The challenge here isn’t starting — it’s sustaining.

Focus on:

  • Improving contribution and maintenance models so the system scales with the org.
  • Defining and tracking metrics: usage, adoption, time saved, bugs prevented.
  • Running regular audits to catch issues before they compound.

Avoid:

  • Letting the system sprawl.More isn’t better.
  • Letting documentation rot. Outdated guidance erodes trust fast.
  • Mistaking adoption for impact. Measure how the system’s actually helping.

This phase is about operational excellence. You’re not just running a system — you’re running a service.


🟡 Market-Leading

You’re operating at real scale. The system is business-critical and deeply embedded. Teams rely on it to deliver efficiently and expect it to evolve alongside product strategy.

You’ve got a well-oiled machine, but keeping it healthy takes serious investment.

Focus on:

  • Innovating intentionally. Explore accessibility, performance, and workflow improvements.
  • Building internal tools and infrastructure to automate maintenance and support scale.
  • Planning long-term. Define a vision, set goals, and grow the culture around the system.

Avoid:

  • Treating the system as “done”. Sorry, leadership, there’s no finish line.
  • Letting patterns go stale. Evolution is what keeps the system useful.
  • Forgetting internal storytelling.
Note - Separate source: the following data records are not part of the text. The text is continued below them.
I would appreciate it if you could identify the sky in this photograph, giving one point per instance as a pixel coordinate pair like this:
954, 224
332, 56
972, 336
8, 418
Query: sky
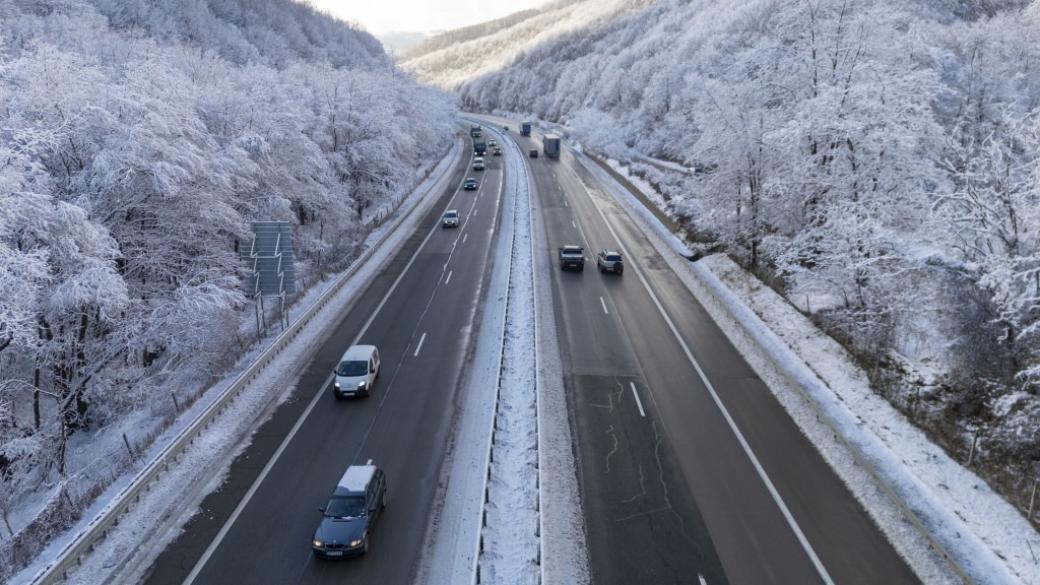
380, 17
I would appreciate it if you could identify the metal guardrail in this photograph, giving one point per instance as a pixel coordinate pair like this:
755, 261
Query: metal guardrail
98, 529
494, 420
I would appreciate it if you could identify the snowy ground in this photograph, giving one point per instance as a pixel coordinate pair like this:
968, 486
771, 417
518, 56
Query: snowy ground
511, 542
155, 520
495, 522
887, 463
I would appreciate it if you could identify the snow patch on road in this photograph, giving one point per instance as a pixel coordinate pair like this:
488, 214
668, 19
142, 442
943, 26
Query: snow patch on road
831, 400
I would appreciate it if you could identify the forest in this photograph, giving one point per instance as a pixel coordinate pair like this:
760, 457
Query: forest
138, 140
875, 160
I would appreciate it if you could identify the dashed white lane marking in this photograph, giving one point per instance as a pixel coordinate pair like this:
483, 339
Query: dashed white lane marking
722, 407
643, 413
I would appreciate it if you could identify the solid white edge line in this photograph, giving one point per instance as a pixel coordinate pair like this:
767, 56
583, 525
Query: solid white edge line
722, 408
639, 403
201, 563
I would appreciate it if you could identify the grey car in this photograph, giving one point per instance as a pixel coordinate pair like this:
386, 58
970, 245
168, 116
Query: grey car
348, 517
608, 260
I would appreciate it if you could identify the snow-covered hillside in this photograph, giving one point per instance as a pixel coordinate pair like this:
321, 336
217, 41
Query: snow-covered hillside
137, 142
876, 160
451, 58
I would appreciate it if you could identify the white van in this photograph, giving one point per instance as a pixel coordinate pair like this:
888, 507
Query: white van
356, 372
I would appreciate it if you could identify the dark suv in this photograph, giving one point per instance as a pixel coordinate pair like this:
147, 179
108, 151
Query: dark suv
608, 260
347, 518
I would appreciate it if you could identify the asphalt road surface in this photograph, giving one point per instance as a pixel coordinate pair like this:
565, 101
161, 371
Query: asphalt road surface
671, 491
420, 324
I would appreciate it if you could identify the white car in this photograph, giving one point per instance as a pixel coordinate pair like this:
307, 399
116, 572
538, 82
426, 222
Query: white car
450, 219
357, 372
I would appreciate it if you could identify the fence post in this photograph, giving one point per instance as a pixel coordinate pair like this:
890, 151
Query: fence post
1033, 500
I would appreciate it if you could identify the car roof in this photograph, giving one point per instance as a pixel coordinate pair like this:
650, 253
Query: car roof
359, 352
356, 479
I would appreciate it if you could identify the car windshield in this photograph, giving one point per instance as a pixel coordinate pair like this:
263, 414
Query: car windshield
345, 507
352, 369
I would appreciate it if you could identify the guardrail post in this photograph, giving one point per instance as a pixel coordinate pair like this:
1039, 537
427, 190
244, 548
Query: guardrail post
975, 442
1033, 500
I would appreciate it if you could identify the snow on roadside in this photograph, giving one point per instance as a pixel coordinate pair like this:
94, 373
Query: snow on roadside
198, 472
451, 543
566, 560
511, 543
811, 375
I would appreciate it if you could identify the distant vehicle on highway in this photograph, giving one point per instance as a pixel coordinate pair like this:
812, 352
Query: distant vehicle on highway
572, 257
357, 372
608, 260
351, 513
550, 144
450, 219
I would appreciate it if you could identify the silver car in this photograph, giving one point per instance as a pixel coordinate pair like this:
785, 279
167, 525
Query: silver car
450, 219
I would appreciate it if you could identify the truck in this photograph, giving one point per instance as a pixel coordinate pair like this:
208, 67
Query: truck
550, 144
571, 257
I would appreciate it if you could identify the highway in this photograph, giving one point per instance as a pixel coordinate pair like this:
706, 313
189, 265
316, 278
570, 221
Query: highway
419, 310
690, 469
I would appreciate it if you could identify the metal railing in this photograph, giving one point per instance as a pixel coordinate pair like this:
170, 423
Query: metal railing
105, 520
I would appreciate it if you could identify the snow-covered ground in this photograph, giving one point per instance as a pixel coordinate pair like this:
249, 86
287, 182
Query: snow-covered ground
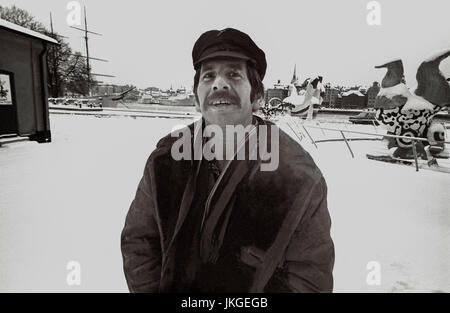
67, 200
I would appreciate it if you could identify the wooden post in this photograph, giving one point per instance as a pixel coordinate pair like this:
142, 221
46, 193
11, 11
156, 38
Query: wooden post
415, 155
312, 140
348, 146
Advocacy matters just as much now as it did at the start.

This phase is about leading from the front. Your system isn’t just keeping up, it’s setting the standard.


Set expectations early

Wherever you are, one rule always holds: expectations shape outcomes.

It’s easy to get excited about what a system could be. But if the business isn’t ready to support it properly, even the best system will struggle.

Before you start building anything, ask:

  • Do we have leadership backing, or just a few excited individuals?
  • Are there workflows in place to support long-term use and maintenance?
  • Who actually owns this system — and how will it keep evolving?

Start small. Share your thinking. Get buy-in early. Then grow the system with the business, not ahead of it.


Things to Keep in Mind

A design system can be transformative — but only if it’s grounded in the reality of where your business is today.

Frameworks like the Product Organisation Maturity Model help you set the right expectations, avoid the usual pitfalls, and design a system that fits, not fights, the org around it.

Take a clear-eyed look at where you are. That clarity might save you months and help you build something that actually lasts.